Several months back, mom told me that she’d met someone I know from work in an MS support group. I hadn’t seen this guy in about ten years, and from time to time had wondered what happened to him. I knew him as a very good engineer (I know folks who have worked with him), and remembered that he was very active too. He told me that the week he was diagnosed, he’d ridden his bike 150 miles. In six weeks, he progressed to the point that it was difficult for him to walk 50 yards. We had lunch together and he told me a bit about his experiences living with MS – dealing with some of the physical and cognitive issues.
This second-hand life experience has been a real education. Beyond understanding the physical consequences of MS, I’ve learned a bit about how people relate (or don’t relate) to people with disabilities.
About a month back I had a dream. I was trying to run up a small hill during a race. There were people lining the streets and cheering me on. Try as I might, I couldn’t get my legs to move quickly enough to get me up the hill. It was weird, because it didn’t feel like fatigue. I just couldn’t get my legs to go.

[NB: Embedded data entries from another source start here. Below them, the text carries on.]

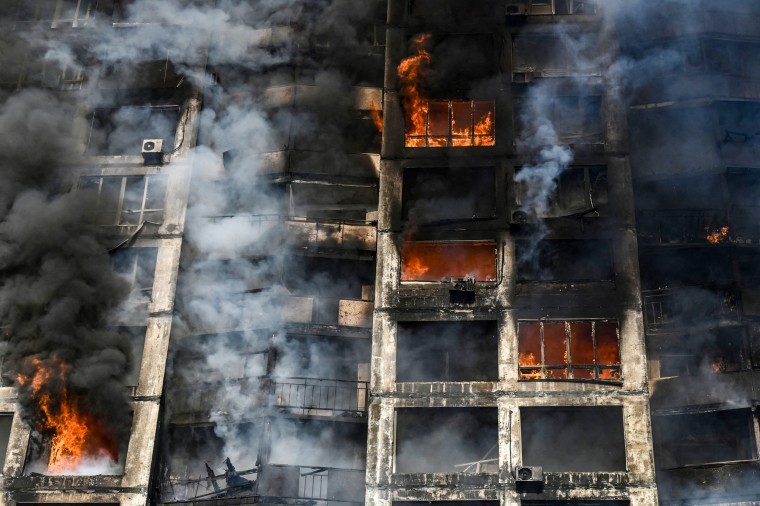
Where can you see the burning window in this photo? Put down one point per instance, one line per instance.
(127, 200)
(121, 131)
(573, 439)
(445, 260)
(452, 123)
(575, 119)
(447, 351)
(447, 440)
(569, 350)
(564, 260)
(453, 193)
(704, 438)
(137, 266)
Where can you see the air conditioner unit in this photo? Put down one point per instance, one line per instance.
(153, 151)
(529, 474)
(521, 217)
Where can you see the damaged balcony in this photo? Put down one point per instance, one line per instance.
(329, 292)
(536, 55)
(321, 376)
(705, 437)
(668, 310)
(445, 440)
(446, 351)
(575, 446)
(448, 195)
(569, 350)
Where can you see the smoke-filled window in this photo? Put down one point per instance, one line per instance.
(447, 351)
(453, 193)
(120, 131)
(447, 440)
(137, 266)
(573, 350)
(578, 191)
(454, 123)
(720, 350)
(703, 438)
(564, 260)
(127, 200)
(447, 260)
(573, 439)
(574, 119)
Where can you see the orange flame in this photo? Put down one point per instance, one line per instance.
(412, 72)
(440, 260)
(76, 434)
(716, 236)
(377, 116)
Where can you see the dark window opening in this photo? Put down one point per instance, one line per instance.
(317, 443)
(564, 260)
(460, 61)
(201, 460)
(570, 350)
(446, 260)
(573, 439)
(704, 438)
(136, 337)
(575, 119)
(447, 440)
(550, 56)
(721, 350)
(454, 193)
(127, 200)
(137, 266)
(447, 351)
(121, 131)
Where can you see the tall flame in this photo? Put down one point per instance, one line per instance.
(716, 236)
(377, 116)
(412, 72)
(75, 433)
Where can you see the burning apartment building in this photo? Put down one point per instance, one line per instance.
(393, 252)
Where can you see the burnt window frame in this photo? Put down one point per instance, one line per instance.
(449, 136)
(556, 111)
(414, 175)
(592, 176)
(138, 263)
(118, 214)
(569, 367)
(488, 282)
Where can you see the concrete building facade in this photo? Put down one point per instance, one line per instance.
(410, 251)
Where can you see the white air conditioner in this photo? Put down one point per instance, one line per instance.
(529, 473)
(153, 151)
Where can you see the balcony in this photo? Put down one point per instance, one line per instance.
(669, 310)
(327, 311)
(321, 397)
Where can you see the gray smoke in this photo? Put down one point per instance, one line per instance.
(58, 289)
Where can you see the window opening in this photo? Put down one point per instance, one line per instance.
(574, 350)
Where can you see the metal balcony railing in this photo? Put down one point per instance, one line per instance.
(320, 396)
(682, 226)
(667, 310)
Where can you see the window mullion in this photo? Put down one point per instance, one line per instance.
(543, 363)
(593, 344)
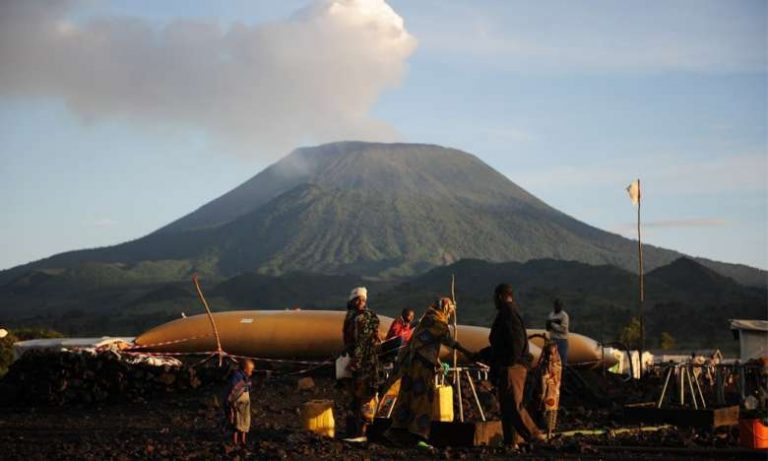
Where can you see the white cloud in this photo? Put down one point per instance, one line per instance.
(253, 89)
(103, 223)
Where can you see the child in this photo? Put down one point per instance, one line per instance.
(239, 401)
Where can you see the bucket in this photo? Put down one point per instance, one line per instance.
(753, 434)
(443, 404)
(317, 417)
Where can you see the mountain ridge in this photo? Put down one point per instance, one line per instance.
(383, 210)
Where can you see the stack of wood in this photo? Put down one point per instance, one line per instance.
(67, 377)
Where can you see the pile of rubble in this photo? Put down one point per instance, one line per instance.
(44, 377)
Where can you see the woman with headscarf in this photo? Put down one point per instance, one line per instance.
(361, 341)
(418, 364)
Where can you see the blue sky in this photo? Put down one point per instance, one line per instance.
(571, 100)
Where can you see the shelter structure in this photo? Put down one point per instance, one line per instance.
(752, 336)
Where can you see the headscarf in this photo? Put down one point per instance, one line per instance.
(432, 331)
(359, 292)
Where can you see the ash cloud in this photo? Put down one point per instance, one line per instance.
(252, 89)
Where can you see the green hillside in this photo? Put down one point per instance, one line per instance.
(376, 210)
(684, 298)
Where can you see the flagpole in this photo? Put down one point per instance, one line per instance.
(640, 267)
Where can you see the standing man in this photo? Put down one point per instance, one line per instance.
(511, 358)
(557, 326)
(361, 340)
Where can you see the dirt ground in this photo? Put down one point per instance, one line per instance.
(188, 426)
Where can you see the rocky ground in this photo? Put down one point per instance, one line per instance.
(185, 423)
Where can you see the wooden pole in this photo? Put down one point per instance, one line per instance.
(640, 267)
(455, 329)
(456, 372)
(210, 317)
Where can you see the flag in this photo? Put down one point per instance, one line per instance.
(634, 191)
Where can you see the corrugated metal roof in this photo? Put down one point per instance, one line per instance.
(752, 325)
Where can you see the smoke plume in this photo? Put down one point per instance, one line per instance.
(252, 89)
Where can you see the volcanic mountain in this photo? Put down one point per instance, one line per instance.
(379, 210)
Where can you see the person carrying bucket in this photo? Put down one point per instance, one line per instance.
(418, 364)
(239, 401)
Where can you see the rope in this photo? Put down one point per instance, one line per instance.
(210, 316)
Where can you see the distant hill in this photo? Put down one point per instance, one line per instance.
(377, 210)
(684, 298)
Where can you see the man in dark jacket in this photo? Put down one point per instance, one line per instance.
(511, 359)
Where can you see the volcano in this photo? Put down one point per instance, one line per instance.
(377, 210)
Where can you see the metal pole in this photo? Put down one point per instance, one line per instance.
(664, 389)
(690, 386)
(474, 393)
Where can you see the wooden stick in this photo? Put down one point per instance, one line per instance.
(474, 393)
(640, 267)
(455, 329)
(210, 317)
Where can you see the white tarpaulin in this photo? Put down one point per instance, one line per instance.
(753, 338)
(58, 344)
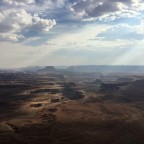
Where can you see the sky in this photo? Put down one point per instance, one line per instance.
(71, 32)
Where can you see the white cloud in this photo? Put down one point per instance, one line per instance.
(107, 9)
(14, 21)
(17, 2)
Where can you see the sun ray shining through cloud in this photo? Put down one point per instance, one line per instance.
(58, 32)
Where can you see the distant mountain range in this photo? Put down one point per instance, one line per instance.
(86, 69)
(106, 69)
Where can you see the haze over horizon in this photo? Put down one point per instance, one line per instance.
(71, 32)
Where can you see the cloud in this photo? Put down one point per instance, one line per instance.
(17, 2)
(122, 32)
(111, 9)
(13, 22)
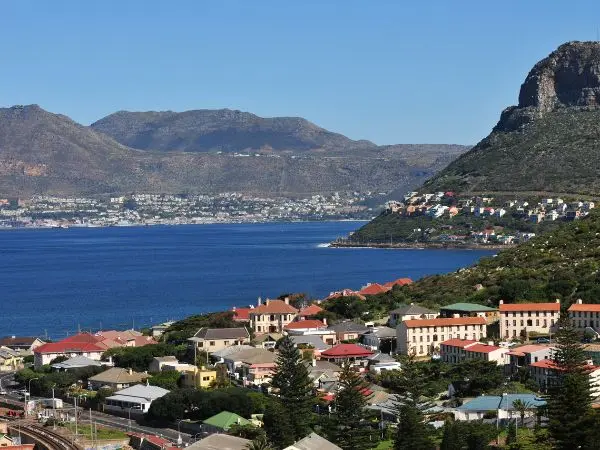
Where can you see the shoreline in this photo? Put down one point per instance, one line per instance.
(422, 245)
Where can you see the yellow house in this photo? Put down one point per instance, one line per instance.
(199, 378)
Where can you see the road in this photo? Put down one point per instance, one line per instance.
(101, 418)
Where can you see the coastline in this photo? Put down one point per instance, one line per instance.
(421, 245)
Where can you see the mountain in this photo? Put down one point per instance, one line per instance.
(46, 153)
(224, 130)
(562, 264)
(549, 142)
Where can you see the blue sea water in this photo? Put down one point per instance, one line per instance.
(55, 281)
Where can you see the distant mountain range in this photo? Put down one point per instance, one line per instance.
(205, 151)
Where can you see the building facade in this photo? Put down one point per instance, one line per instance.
(423, 337)
(518, 320)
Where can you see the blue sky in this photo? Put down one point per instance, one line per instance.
(389, 71)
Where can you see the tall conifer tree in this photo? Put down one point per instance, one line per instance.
(294, 387)
(349, 428)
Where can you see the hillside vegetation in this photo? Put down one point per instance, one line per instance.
(561, 264)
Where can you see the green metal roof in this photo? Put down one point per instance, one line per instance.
(225, 420)
(468, 307)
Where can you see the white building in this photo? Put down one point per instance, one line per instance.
(519, 319)
(423, 337)
(135, 399)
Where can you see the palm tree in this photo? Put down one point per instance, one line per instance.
(260, 443)
(522, 407)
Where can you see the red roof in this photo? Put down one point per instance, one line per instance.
(311, 310)
(483, 348)
(241, 314)
(462, 343)
(451, 321)
(373, 289)
(585, 307)
(301, 324)
(346, 351)
(274, 307)
(555, 306)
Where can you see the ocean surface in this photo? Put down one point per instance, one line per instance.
(57, 281)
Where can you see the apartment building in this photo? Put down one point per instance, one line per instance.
(458, 350)
(585, 315)
(272, 316)
(520, 319)
(423, 337)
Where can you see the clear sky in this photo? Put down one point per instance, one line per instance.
(414, 71)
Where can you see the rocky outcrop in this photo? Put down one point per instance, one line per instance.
(568, 77)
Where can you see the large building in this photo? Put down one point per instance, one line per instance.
(518, 320)
(585, 315)
(423, 337)
(458, 350)
(272, 316)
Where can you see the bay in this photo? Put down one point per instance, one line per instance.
(56, 281)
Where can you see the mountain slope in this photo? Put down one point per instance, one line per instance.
(549, 142)
(219, 130)
(45, 153)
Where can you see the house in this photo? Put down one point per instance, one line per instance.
(345, 352)
(585, 316)
(213, 339)
(519, 319)
(21, 343)
(313, 442)
(470, 310)
(525, 355)
(410, 312)
(199, 378)
(222, 422)
(502, 406)
(157, 363)
(272, 316)
(241, 314)
(77, 362)
(134, 400)
(348, 330)
(546, 373)
(116, 378)
(310, 311)
(220, 441)
(423, 337)
(458, 350)
(378, 337)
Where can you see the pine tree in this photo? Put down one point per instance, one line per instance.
(294, 387)
(349, 428)
(278, 425)
(412, 432)
(569, 400)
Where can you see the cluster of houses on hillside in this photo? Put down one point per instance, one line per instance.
(447, 205)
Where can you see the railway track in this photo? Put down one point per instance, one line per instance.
(45, 437)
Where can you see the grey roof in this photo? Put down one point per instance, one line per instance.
(313, 340)
(411, 309)
(313, 442)
(221, 333)
(348, 326)
(140, 391)
(382, 332)
(230, 350)
(220, 442)
(77, 362)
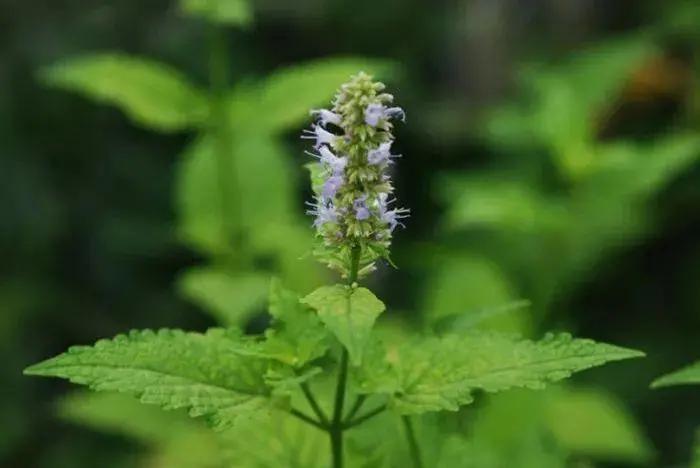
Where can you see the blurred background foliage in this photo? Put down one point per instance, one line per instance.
(153, 177)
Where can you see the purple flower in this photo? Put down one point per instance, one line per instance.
(326, 117)
(332, 185)
(382, 154)
(324, 212)
(390, 217)
(337, 164)
(375, 112)
(322, 137)
(361, 210)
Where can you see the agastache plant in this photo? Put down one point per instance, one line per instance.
(230, 378)
(354, 211)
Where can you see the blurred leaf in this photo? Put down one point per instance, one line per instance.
(150, 93)
(172, 369)
(233, 12)
(509, 430)
(459, 323)
(349, 313)
(231, 298)
(695, 457)
(463, 285)
(297, 335)
(499, 204)
(126, 415)
(174, 440)
(251, 189)
(633, 171)
(689, 375)
(276, 441)
(593, 423)
(283, 100)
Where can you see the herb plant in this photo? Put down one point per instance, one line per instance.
(322, 370)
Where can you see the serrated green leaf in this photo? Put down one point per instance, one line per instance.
(149, 93)
(247, 190)
(689, 375)
(441, 373)
(233, 12)
(283, 100)
(275, 441)
(349, 313)
(594, 423)
(297, 336)
(172, 369)
(230, 298)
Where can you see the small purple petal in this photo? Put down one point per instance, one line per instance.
(325, 117)
(322, 137)
(332, 185)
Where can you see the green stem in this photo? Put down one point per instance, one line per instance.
(314, 404)
(355, 408)
(364, 417)
(336, 427)
(307, 419)
(412, 442)
(219, 80)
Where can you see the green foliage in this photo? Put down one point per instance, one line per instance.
(438, 374)
(203, 373)
(689, 375)
(231, 298)
(150, 93)
(594, 423)
(171, 438)
(297, 336)
(349, 312)
(282, 100)
(233, 12)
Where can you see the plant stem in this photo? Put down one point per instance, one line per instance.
(364, 417)
(412, 442)
(355, 408)
(307, 419)
(336, 427)
(219, 126)
(314, 404)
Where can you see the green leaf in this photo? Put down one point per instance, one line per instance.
(173, 439)
(230, 298)
(149, 93)
(233, 12)
(297, 335)
(695, 457)
(489, 291)
(248, 191)
(441, 373)
(283, 100)
(499, 204)
(173, 369)
(595, 424)
(689, 375)
(349, 313)
(275, 441)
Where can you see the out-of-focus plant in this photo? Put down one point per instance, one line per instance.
(536, 226)
(257, 391)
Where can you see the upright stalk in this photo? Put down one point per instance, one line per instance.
(412, 442)
(219, 81)
(336, 427)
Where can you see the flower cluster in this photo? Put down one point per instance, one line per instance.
(353, 208)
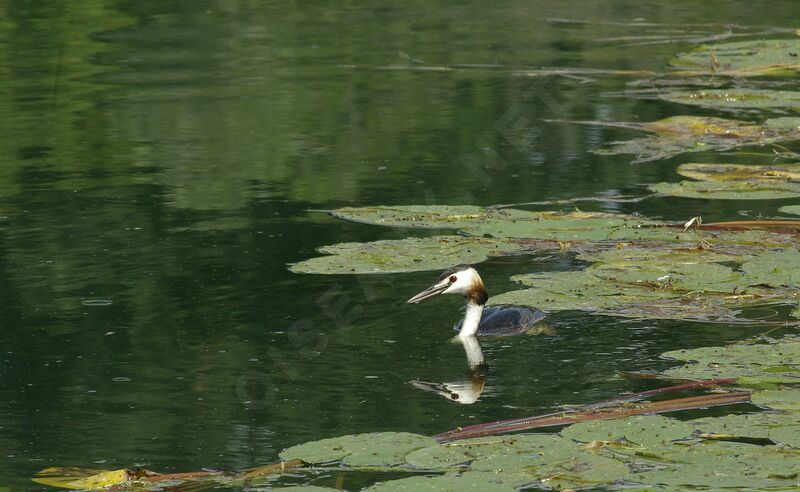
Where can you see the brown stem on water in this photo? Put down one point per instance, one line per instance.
(550, 420)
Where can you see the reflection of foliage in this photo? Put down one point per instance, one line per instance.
(680, 134)
(649, 450)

Last weekend, when I was struggling to finish the Capital City Marathon, I thought about that dream. Yesterday, when I was pushing myself through the last mile, running up Mount Si, I thought about that dream. Not a day goes by that I don’t feel blessed with reasonably good health. I don’t know if keeping myself in good shape has a bearing or not, but it gives me the illusion of control. It makes me feel like I’m keeping my immune system strong, and my active neural pathways plentiful.
Well – I did call this the illusion of control.